Latest staging of The Tempest in Falmouth creates a virtual storm with
innovative use of advanced communications technology
An innovative performance in Cornwall of Shakespeare’s 400-year-old play The Tempest has explored how technology could change the way theatrical plays are performed and watched in what is believed to be a world first.
Actors from Cornwall-based Miracle Theatre Company performed the play at two different locations to two audiences linked together using an advanced video system powered by superfast broadband.
Unmanned cameras at each location captured the performance and streamed it live over the superfast connection to screens at the other location and to audiences at home, watching on the internet. It is believed to be the first time in the world that a production performed at two locations in this way has been transmitted over the internet to people at home.
The performance took place at the Discovery Quay in Falmouth with six actors carrying out their roles at the Maritime Museum and another two performing at the nearby Doghouse, the headquarters of creative production studio, Dogbite.
The theatrical experiment was the brainchild of Vconect, Miracle Theatre Company and Superfast Cornwall. Vconect is a European research project funded by the European Union within its Seventh Framework Programme for Research,of which BT and Falmouth University are partners. It aims to use the latest technology and video to enable mass communication within communities.
Marian Ursu, professor of interactive media and scientific director of the Vconect project, said: “Fast broadband connections are enabling new forms of theatrical experience.
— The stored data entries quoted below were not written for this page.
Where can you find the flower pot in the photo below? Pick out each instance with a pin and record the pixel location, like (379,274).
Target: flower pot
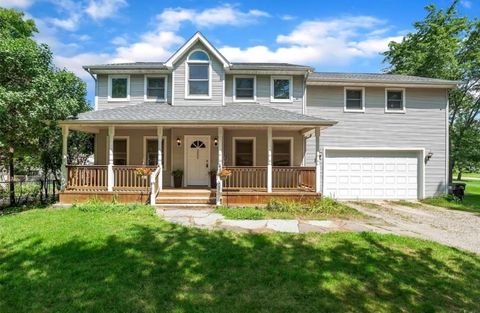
(177,181)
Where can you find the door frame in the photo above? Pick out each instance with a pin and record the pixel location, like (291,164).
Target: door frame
(420,154)
(186,139)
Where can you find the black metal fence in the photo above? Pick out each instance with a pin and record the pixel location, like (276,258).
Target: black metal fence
(29,190)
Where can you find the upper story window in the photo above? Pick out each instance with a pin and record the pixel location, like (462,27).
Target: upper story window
(281,89)
(118,87)
(155,88)
(198,75)
(244,88)
(395,100)
(354,99)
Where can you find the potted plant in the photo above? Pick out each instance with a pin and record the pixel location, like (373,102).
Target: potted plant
(213,177)
(177,178)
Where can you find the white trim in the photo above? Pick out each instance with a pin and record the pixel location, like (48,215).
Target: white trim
(404,96)
(144,156)
(187,74)
(291,139)
(208,142)
(421,162)
(197,37)
(128,147)
(254,139)
(234,83)
(110,99)
(290,78)
(145,87)
(362,110)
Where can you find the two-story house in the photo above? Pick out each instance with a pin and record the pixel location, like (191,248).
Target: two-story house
(279,130)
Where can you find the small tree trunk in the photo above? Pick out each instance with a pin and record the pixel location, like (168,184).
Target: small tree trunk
(11,173)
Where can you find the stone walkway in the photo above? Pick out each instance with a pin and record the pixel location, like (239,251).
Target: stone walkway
(207,218)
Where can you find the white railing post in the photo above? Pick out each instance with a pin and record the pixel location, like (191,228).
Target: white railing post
(160,160)
(219,166)
(65,131)
(110,174)
(317,159)
(269,159)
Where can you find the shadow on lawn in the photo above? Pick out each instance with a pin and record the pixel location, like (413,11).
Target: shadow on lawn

In this production we are using automatically controlled cameras to link a single play, acted between two locations, each with its own audience and to simultaneously transmit it to an on-line audience. It’s a world first and it is great to be doing it in the context of one of Shakespeare’s finest plays.”
Bill Scott, founder and artistic director of Miracle Theatre Company, said: “This year, Miracle celebrates 35 years of touring into the heart of communities who often have little or no access to quality theatre – it’s at the core of what we do.
“This project offered us a fantastic opportunity to stretch our creative brains and do something completely different with our production of The Tempest. Using the latest digital technology, we were able to re-create our island world in two different places. I am particularly proud of the cast, this project challenged so many aspects of how they traditionally perform, having to interact with each other both on the stage and on screen. We hope everything we have learned will not only feed into the successful development of Vconect, but also Miracle’s future. In the long run, we hope experiments like this will enable us to reach people in more places, and in completely different ways!”
Superfast Cornwall, a partnership between the EU, Cornwall Council and BT, supported the experiment with funding from Superfast Cornwall Labs, an initiative set up to push the boundaries of what is possible using superfast broadband and the benefits it can offer to Cornwall and Isles of Scilly.
Ranulf Scarbrough, Superfast Cornwall programme director for BT, said: “Shakespeare was a true trailblazer in his day, but probably even he would not have imagined how around 400 years later we’d be using technology like this to enable audiences to enjoy his work in this way. It is another great example of the huge opportunities for innovation offered by high-speed fibre broadband. Superfast broadband can transform the way we do business, the way we live and now even the way we watch the theatre.”